Após a disparada do petróleo, o governo ampliou nesta quarta-feira (9) os subsídios à gasolina e ao diesel. A medida reduz tributos em R$ 0,63 por litro e autoriza subvenção de R$ 1 por litro de diesel.

Aparecida Sales
Aparecida Sales Repórter de Agricultura Familiar · 09 de setembro de 2026 · 2 min de leitura
Subsídios à gasolina e ao diesel ampliados após alta do petróleo

Após a disparada no preço internacional do petróleo, o governo federal ampliou nesta quarta-feira (9) as medidas para conter a alta dos combustíveis no Brasil. As novas ações reduzem em R$ 0,63 por litro os tributos sobre a gasolina e autorizam uma subvenção inicial de R$ 1 por litro de diesel. A estratégia substitui e amplia a política de subsídios adotada anteriormente.

O anúncio veio por decreto e medida provisória. No diesel, a União poderá conceder subvenção econômica a produtores e importadores enquanto persistir a instabilidade na oferta ligada aos conflitos geopolíticos. O desconto será aplicado diretamente no preço de venda, e os agentes que aderirem ao programa devem registrar o abatimento na nota fiscal.
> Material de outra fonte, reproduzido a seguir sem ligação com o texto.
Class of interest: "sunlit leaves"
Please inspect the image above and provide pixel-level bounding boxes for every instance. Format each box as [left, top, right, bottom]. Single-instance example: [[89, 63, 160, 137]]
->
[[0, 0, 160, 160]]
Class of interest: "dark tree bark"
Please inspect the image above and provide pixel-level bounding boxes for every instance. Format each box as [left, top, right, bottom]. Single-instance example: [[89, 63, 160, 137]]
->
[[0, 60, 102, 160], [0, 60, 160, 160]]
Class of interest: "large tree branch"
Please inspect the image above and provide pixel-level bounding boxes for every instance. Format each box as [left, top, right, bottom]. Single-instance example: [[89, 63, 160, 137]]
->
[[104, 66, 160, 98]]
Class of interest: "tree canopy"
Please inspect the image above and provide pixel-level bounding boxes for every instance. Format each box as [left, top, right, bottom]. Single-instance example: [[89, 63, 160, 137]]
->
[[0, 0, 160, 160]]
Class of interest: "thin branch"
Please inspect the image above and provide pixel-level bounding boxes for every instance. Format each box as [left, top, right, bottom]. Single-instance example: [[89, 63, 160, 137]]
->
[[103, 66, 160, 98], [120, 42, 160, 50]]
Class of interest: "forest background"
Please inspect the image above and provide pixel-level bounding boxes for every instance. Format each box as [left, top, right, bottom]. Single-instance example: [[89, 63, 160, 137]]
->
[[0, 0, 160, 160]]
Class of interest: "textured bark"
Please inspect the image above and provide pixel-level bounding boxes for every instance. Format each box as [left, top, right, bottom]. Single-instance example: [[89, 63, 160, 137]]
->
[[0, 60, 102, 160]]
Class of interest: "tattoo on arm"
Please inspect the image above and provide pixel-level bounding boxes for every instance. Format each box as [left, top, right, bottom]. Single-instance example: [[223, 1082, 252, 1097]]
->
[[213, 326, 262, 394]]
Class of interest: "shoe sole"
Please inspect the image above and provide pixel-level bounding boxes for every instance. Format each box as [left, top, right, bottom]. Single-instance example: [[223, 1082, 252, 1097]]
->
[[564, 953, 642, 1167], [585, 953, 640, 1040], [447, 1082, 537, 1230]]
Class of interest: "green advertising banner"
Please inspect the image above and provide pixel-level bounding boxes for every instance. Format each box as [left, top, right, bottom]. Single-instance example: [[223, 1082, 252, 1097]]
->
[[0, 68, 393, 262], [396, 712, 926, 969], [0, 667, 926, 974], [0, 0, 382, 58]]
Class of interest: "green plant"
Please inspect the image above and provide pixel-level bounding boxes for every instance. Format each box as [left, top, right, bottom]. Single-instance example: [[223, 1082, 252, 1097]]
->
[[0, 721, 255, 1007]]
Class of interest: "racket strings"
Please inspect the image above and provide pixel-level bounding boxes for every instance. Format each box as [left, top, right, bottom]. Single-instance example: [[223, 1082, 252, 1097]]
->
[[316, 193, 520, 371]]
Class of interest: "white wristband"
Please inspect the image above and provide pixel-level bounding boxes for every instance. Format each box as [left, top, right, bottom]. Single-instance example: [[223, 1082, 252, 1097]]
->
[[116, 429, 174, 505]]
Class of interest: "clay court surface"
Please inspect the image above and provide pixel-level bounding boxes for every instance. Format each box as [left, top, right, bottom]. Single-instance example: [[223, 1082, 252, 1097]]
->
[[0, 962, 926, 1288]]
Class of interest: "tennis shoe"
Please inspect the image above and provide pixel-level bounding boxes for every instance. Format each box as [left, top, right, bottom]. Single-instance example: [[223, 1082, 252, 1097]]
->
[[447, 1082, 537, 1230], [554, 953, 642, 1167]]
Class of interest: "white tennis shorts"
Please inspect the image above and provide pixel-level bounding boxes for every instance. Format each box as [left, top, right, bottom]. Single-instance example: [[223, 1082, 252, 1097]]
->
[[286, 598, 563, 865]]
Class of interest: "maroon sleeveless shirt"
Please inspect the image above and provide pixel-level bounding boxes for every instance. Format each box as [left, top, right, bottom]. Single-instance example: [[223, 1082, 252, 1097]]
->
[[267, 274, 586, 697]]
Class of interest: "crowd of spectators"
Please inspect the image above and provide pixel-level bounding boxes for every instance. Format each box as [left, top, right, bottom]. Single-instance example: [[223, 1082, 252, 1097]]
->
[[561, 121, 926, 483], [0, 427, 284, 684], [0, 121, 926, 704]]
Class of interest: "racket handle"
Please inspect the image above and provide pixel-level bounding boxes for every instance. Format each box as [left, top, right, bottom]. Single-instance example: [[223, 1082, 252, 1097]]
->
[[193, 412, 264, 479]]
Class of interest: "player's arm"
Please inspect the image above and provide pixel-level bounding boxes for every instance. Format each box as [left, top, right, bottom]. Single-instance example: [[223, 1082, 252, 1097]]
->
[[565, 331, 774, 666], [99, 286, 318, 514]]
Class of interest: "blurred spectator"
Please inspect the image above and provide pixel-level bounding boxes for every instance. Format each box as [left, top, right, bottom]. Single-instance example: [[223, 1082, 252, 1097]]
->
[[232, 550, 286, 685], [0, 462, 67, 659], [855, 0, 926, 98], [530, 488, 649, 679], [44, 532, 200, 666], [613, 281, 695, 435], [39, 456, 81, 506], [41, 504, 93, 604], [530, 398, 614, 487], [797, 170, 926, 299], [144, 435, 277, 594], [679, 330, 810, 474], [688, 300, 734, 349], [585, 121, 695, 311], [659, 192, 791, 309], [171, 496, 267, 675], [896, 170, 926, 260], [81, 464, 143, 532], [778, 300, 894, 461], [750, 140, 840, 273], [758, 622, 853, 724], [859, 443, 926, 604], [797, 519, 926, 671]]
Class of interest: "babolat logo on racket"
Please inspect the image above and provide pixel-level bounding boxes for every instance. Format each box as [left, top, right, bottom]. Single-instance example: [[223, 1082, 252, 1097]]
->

O valor inicial é de R$ 1 por litro, mas pode ser modificado pelo Ministério da Fazenda conforme o mercado e a disponibilidade de recursos.

A Agência Nacional do Petróleo, Gás Natural e Biocombustíveis (ANP) ficará responsável pela habilitação dos participantes, pelo acompanhamento dos preços e pelo pagamento da subvenção. A medida considera a dependência brasileira de importações: mais de 25% do diesel consumido no país é importado, o que aumenta a exposição às oscilações internacionais.

Para a gasolina, a opção foi reduzir a carga tributária. De 10 de setembro a 5 de outubro, as alíquotas de PIS, Pasep e Cofins sobre importação e comercialização do combustível e suas correntes, exceto gasolina de aviação, serão reduzidas em R$ 0,63 por litro. Com a mudança, a carga tributária total sobre a gasolina passa a R$ 0,16 por litro. A nova medida substitui e amplia a subvenção de R$ 0,44 por litro prevista anteriormente, cuja vigência termina nesta quarta.

O etanol hidratado também entrou no pacote: as alíquotas de PIS/Pasep e Cofins foram zeradas, redução equivalente a R$ 0,19 por litro.

O contexto é a permanência da volatilidade no mercado internacional. O governo afirma que o petróleo Brent voltou à faixa de US$ 100 por barril, acima do nível anterior ao agravamento dos conflitos no Oriente Médio. Outra preocupação é o Estreito de Ormuz, rota estratégica por onde passava cerca de 20% do petróleo mundial antes da escalada.

Para financiar a política, foi aberto um crédito extraordinário de R$ 6,6 bilhões, por meio da Medida Provisória (MP) 1.389, publicada nesta quarta no Diário Oficial da União. A maior parte do dinheiro será destinada ao diesel. Os recursos serão executados pelo Ministério de Minas e Energia, e a ANP operacionalizará os pagamentos.

Segundo levantamento do site GlobalPetrolPrices.com, de fevereiro a setembro de 2026, a gasolina acumulou alta de 3,3% no Brasil, contra 20,8% no mundo. No diesel, a alta brasileira foi de 7,3%, ante 30% na média global. As medidas têm caráter temporário e poderão ser ajustadas conforme os preços internacionais e a disponibilidade orçamentária.